Choosing 5-chloro-2-aminobenzotrifluoride at ≥99% purity aims to reduce error propagation through the entire pipeline of product development. In a world where timeline slippage and regulatory issues can eat through budgets, tight control over every aspect of the synthesis chain stands as more than just a best practice—it represents a hard-earned lesson in operational reality. The right starting material avoids unnecessary purification, supports cleaner data, and demonstrates compliance confidence before auditors step in. Working hands-on in synthesis and process optimization, the benefits of making that investment in quality repeat themselves time and again, ultimately accelerating project completion and reducing waste along the way.
Teams sourcing 5-chloro-2-aminobenzotrifluoride at required purity grades have focused on supplier partnerships, encouraging process documentation and open lines of communication around non-conformity incidents. Lessons learned from project setbacks reveal the value in detailed impurity mapping and batch traceability back to raw materials. As regulatory demands increasingly call for lifecycle tracking and impurity control in the pharmaceutical and agrochemical sectors, organizations adopting high-purity inputs find it easier to comply and scale. Collective experience now shows: reducing troubleshooting, batch failures, and regulatory back-and-forths ultimately boosts project ROI and group morale.

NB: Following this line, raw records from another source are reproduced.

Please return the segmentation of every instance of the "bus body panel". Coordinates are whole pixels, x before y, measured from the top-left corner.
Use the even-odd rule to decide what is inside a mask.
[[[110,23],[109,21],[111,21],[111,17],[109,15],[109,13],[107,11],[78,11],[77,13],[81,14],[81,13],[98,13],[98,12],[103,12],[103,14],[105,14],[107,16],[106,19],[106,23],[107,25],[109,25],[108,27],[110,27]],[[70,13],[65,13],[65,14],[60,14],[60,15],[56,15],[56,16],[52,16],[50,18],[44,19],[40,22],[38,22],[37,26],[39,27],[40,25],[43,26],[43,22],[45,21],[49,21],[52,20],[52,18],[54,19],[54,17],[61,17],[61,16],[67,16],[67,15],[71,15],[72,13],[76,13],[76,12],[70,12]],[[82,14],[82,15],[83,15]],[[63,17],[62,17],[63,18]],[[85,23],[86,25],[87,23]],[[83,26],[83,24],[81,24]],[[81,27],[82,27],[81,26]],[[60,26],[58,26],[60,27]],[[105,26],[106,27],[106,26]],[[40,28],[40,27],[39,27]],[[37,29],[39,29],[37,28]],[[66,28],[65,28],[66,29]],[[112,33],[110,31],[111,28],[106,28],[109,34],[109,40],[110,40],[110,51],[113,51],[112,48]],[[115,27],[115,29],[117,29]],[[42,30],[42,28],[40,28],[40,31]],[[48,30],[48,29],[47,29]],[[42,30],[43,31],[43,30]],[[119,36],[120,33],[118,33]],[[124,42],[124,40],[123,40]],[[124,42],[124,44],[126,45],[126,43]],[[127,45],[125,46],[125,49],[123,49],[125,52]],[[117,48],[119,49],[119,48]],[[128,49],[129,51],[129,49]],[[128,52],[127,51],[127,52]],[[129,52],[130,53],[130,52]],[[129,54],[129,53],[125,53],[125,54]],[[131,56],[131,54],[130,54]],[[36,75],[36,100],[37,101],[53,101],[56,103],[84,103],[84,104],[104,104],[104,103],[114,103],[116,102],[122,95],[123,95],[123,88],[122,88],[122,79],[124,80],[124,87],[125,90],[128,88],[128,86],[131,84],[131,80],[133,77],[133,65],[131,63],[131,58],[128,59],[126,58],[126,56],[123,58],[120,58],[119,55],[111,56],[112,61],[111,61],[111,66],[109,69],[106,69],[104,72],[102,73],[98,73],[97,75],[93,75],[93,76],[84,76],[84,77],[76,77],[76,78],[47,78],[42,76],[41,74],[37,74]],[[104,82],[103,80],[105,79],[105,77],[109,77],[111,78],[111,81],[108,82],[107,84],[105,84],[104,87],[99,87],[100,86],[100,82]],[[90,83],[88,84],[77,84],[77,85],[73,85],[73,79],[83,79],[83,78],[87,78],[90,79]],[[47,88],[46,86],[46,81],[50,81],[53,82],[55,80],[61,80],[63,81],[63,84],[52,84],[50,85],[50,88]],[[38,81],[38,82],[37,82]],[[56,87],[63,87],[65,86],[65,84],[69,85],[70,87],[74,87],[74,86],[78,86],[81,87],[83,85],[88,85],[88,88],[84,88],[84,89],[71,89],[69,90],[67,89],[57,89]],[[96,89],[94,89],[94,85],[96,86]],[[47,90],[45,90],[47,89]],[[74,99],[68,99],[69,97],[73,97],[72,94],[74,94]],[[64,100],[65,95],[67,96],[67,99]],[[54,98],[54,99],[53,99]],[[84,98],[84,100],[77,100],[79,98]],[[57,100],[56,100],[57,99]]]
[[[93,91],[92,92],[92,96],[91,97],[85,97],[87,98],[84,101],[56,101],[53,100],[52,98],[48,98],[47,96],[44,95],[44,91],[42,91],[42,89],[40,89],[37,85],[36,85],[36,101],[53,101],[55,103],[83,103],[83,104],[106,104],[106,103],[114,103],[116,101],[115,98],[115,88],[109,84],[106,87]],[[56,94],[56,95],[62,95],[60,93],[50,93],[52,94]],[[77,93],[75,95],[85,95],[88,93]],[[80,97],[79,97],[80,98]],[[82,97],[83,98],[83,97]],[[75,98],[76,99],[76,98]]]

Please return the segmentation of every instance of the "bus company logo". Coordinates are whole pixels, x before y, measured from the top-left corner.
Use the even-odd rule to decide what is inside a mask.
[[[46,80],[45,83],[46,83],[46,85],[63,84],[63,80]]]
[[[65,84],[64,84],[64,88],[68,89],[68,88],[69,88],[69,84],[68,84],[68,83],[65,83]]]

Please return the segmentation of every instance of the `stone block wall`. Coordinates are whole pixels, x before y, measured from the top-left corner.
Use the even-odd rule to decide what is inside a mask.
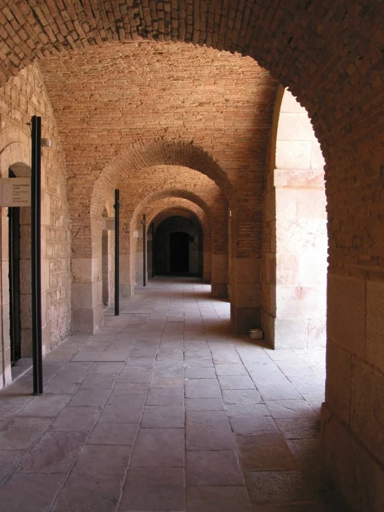
[[[52,107],[37,65],[29,66],[0,90],[0,170],[26,175],[30,165],[33,115],[42,118],[42,136],[51,147],[42,156],[42,304],[43,350],[71,333],[71,234],[65,165]],[[21,170],[21,169],[24,169]],[[31,355],[30,209],[21,209],[21,351]],[[10,382],[8,209],[1,208],[2,370],[0,386]],[[29,239],[29,242],[28,240]],[[29,269],[29,270],[28,270]],[[28,284],[29,283],[29,284]]]

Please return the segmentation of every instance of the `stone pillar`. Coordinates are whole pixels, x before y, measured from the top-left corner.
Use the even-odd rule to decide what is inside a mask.
[[[232,258],[231,324],[237,334],[261,326],[260,258]]]
[[[72,259],[73,334],[94,334],[104,323],[101,266],[98,258]]]
[[[226,297],[228,256],[213,253],[211,258],[211,294],[213,297]]]
[[[325,346],[324,165],[306,111],[286,91],[277,133],[276,168],[267,183],[263,228],[262,324],[265,339],[274,348]]]
[[[237,334],[261,326],[261,212],[232,213],[231,325]]]
[[[131,299],[134,294],[134,282],[131,276],[130,254],[120,255],[120,294]]]

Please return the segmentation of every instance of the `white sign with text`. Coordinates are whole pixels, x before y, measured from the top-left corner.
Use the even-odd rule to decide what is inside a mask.
[[[30,178],[0,178],[0,206],[30,206]]]

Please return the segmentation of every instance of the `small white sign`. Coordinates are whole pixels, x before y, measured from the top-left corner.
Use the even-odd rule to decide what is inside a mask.
[[[0,178],[0,206],[30,206],[30,178]]]
[[[114,217],[103,218],[103,229],[105,231],[114,229]]]

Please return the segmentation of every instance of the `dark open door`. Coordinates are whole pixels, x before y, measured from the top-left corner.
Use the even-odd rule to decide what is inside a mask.
[[[171,233],[169,236],[169,270],[172,274],[189,272],[188,233]]]
[[[21,357],[20,325],[20,209],[9,208],[9,296],[10,360],[15,364]]]

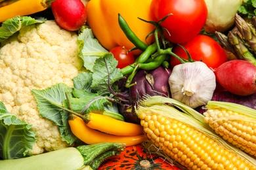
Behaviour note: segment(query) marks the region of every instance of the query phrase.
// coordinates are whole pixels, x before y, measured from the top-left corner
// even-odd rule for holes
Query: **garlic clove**
[[[169,84],[173,99],[194,109],[211,99],[215,75],[202,61],[185,63],[174,67]]]

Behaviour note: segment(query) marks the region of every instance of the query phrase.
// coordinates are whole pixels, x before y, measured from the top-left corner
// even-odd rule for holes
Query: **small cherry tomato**
[[[169,32],[164,32],[165,38],[179,44],[196,37],[207,17],[204,0],[152,0],[150,11],[156,21],[171,14],[161,26]]]
[[[189,52],[194,60],[202,61],[208,67],[217,69],[223,63],[228,61],[228,58],[224,49],[211,37],[198,35],[191,41],[181,44]],[[173,50],[178,56],[188,59],[188,55],[185,50],[181,46],[177,46]],[[175,57],[171,56],[170,59],[171,67],[173,68],[181,62]]]
[[[118,61],[117,68],[122,69],[125,66],[133,63],[135,57],[133,53],[128,52],[123,46],[116,46],[110,50],[114,57]]]

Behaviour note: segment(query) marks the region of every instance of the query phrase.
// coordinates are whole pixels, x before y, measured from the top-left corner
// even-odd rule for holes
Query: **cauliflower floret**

Reflecting on career experiences in chemical synthesis, the recurring lesson always comes back to building on solid ground. High-purity 5-chloro-2-aminobenzotrifluoride enables projects to move forward with fewer setbacks and less ambiguity, laying a transparent foundation for discovery and innovation. The impact ripples outward: from closely kept timelines to safeguarding the health of users and the environment. Those making decisions on sourcing and process design come to appreciate that, amid all the moving parts, a reliable core intermediate offers a rare source of certainty in modern science and industry.